Per la filosofia cristiana l'intelletto umano poiché non è in grado di conoscere tutte le cause che determinano il mondo attribuisce al caso quello che in realtà è nei misteriosi disegni della Provvidenza divina che presiede e regola ogni avvenimento.

Filosofia moderna[modifica | modifica wikitesto]

Anche Spinoza nega l'esistenza del caso poiché «Il mondo è un effetto necessario della natura divina, e non è stato fatto per caso».[7] Infatti nella coincidenza di Dio con la Natura non esiste nulla all'infuori di Lui e se a noi, esseri dal limitato intelletto, appare diversamente è perché siamo incapaci di cogliere la mirabile armonia del tutto.

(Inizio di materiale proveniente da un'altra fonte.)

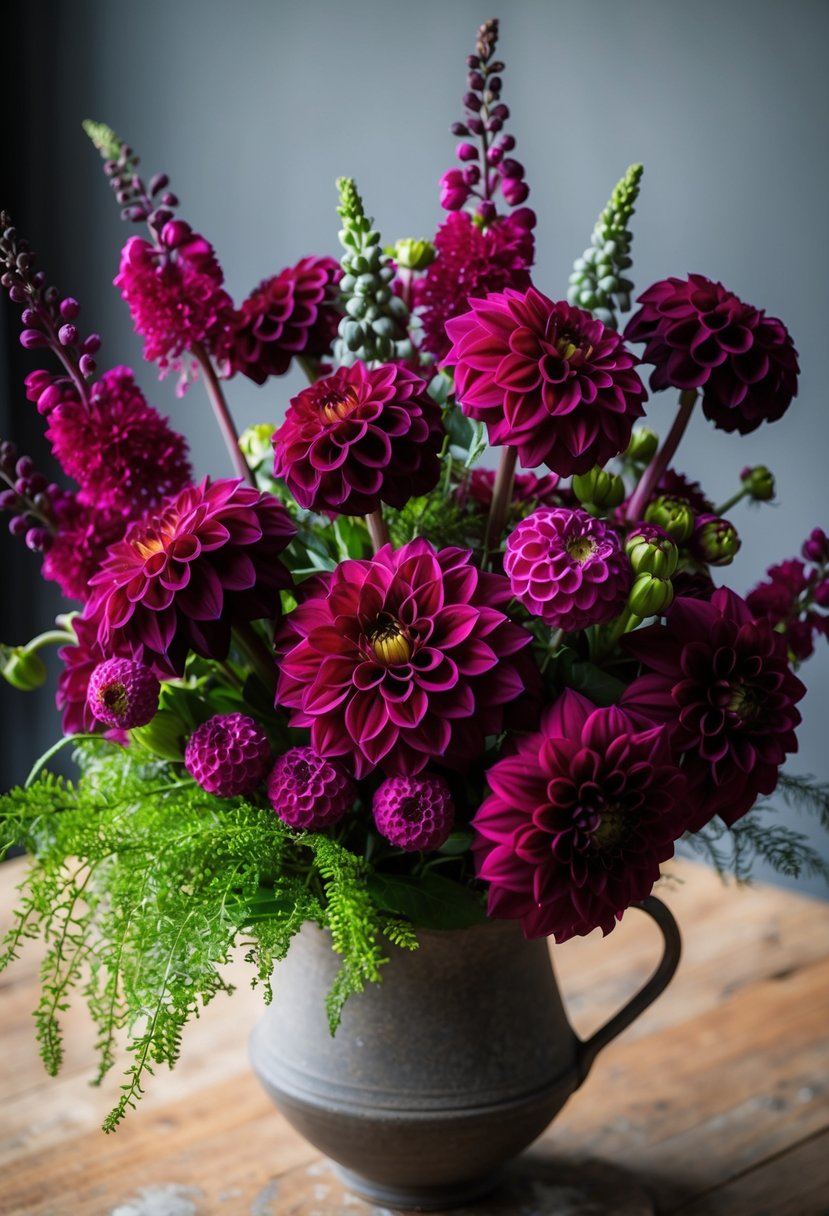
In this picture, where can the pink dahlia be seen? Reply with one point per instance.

Leibniz e Bossuet sostengono che se l'uomo crede che ci siano avvenimenti che si producono per caso questo è dovuto alla contingenza della ragione umana incapace di elevarsi alla necessità del sapere divino che ha tutto organizzato ab aeterno in un'armonia prestabilita del cosmo e della storia.

David Hume conducendo la sua critica al principio di causa, arriva ad affermare che il rapporto causa-effetto non abbia nulla di necessario nel senso che non vi è nessuna necessità che ad una precisa causa debba necessariamente corrispondere un preciso effetto. In realtà accade che alla constatazione che ad una causa solitamente corrisponde un effetto, ci si aspetta che ad una causa simile corrisponda l'effetto simile previsto, ma ciò non è detto che accada. Quindi il rapporto causa-effetto si traduce in uno stato d'animo soggettivo di attesa per cui al ripetersi di un determinato effetto si ritiene, senza alcuna assoluta certezza, che se ne debba verificare un altro simile e se questo avviene è dovuto al caso e non alla necessità.

XIX secolo[modifica | modifica wikitesto]

Antoine Augustin Cournot[modifica | modifica wikitesto]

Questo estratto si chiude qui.